What are you looking to use it for?


----------



## robostudent5000 (Sep 25, 2011)

do you have a target budget, because if your budget is high enough and you're just looking for the brightest headlamp the sky is pretty much the limit. 
for under $1,000 you can get a Lupine Betty X Pro (2,600 lumens). 
for under $100 you can get a Spark ST6-500CW (500 lumens) or you can wait a few weeks and get the Zebralight H600 (750 lumens). 
for under $60 you can get a Fenix HP11 (277 lumens). 
for under $35 you can get a Fenix HL21 (90 lumens). 

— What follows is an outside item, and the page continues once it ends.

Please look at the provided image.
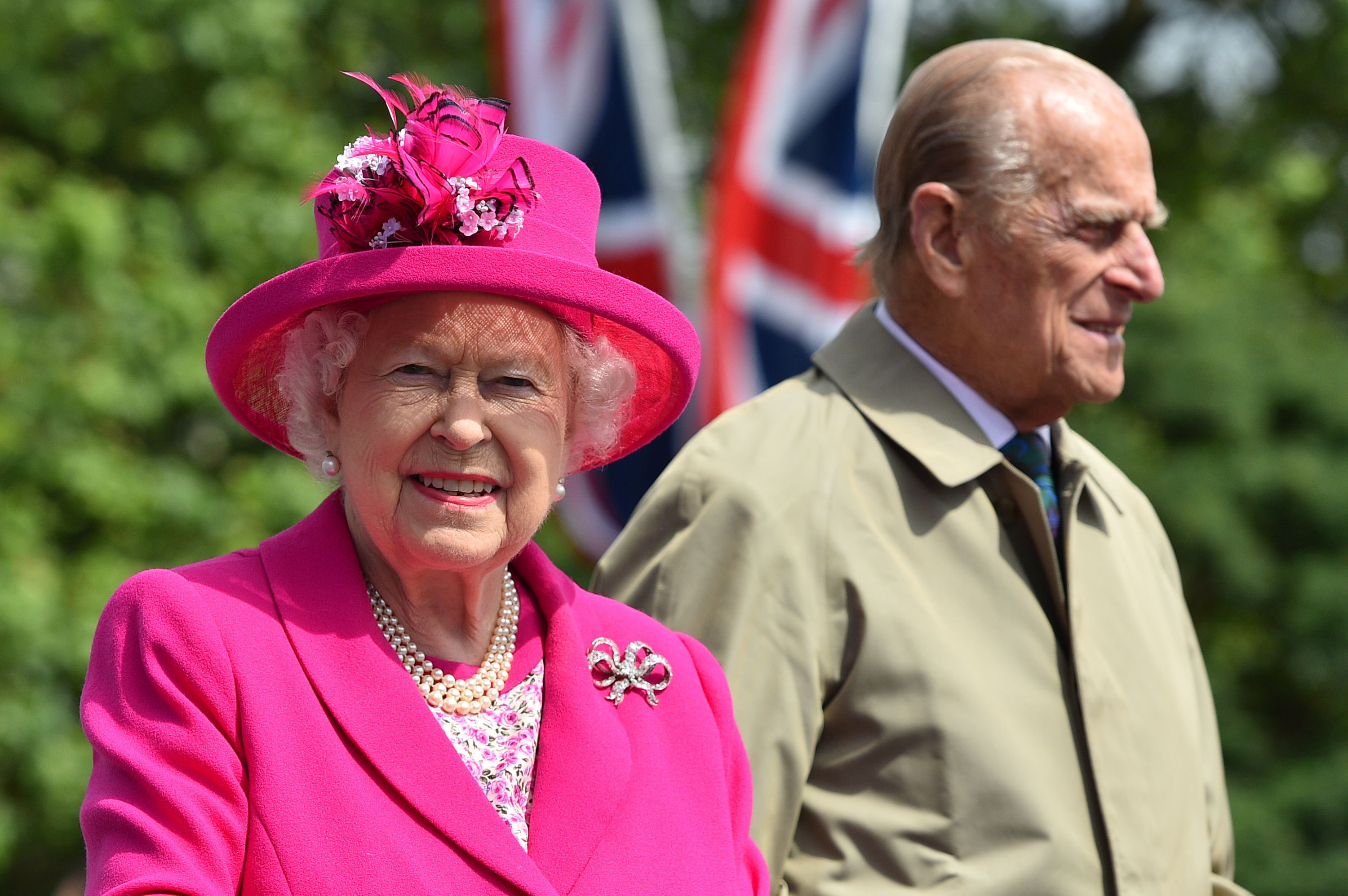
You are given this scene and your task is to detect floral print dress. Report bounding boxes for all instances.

but IMO, once a lamp can go over 40 lumens, which most headlamps can these days, and unless you're doing a high speed activity, brightness isn't that important and all the other aspects of a headlamp matter a lot more. i would suggest going through the questions on Bolster's "To Consider Before You Purchase a Headlamp" thread and figure out what your needs are.


----------



## Mathiashogevold (Sep 25, 2011)

Lupine Betty X Pro! 2600 lumen! Quite compact too.


----------



## Blue72 (Sep 25, 2011)

The mountain bike community has tons of superbright head/helmet lamps that are ultrabright. For technical single track trails 300-600 lumens are the minimum required with many wanting at least 1000 or more lumens. I would check those out if you are looking for bright. Lupine as mentioned before makes nice one's. Some others are jetlite,exposure,light and motion,trail led, and niterider


----------



## Gregozedobe (Sep 25, 2011)

Define "Brightest" ie are you interested in *Flood* (look at lumens and beam pattern) or *Throw* (just look at Lux) ? They are quite different. 

There are a few custom makers of headlamps around, so depending on exactly what you want (and how much you are prepared to pay) then you should be able to find something that suits your (realistic) preferences.


----------



## j3n5 (Sep 27, 2011)

LedX Cobra II is a popular Swedish headlamp that many orienteerers says beats Lupine Betty X.

http://en.ledx.se/comparison-of-headlamps/


----------